De rechtbank heeft in haar beoordeling vastgesteld dat de Wte en WCK niet van toepassing zijn op de Hefboomovereenkomsten, en dat de vorderingen van eiseres op deze gronden ongegrond zijn. Daarnaast heeft de rechtbank geoordeeld dat eiseres onvoldoende bewijs heeft geleverd voor haar beroep op dwaling, aangezien zij de tekst van de overeenkomst had kunnen inzien voordat zij deze ondertekende. De rechtbank concludeert dat eiseres zelf verantwoordelijk is voor haar keuze en dat haar beroep op dwaling niet kan slagen.

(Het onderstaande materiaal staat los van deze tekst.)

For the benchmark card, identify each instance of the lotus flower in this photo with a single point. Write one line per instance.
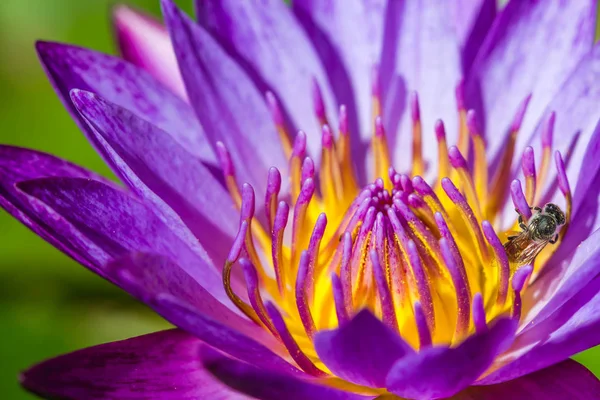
(371, 255)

Wat betreft het beroep op misbruik van omstandigheden, heeft de rechtbank vastgesteld dat eiseres niet heeft aangetoond dat gedaagde op de hoogte was van bijzondere omstandigheden die haar tot het sluiten van de overeenkomst hebben bewogen. De rechtbank heeft de vorderingen van eiseres tot nietigheid en vernietigbaarheid van de overeenkomst dan ook afgewezen.
Eiseres heeft daarnaast een vordering tot ontbinding van de overeenkomst ingediend, maar de rechtbank heeft geoordeeld dat deze vordering niet toewijsbaar is, omdat een tekortkoming in pre-contractuele verplichtingen geen toerekenbare tekortkoming oplevert. De rechtbank heeft uiteindelijk geoordeeld dat gedaagde onrechtmatig heeft gehandeld en aansprakelijk is voor de schade die eiseres heeft geleden, en heeft gedaagde veroordeeld in de proceskosten, die zijn begroot op EUR 791,44.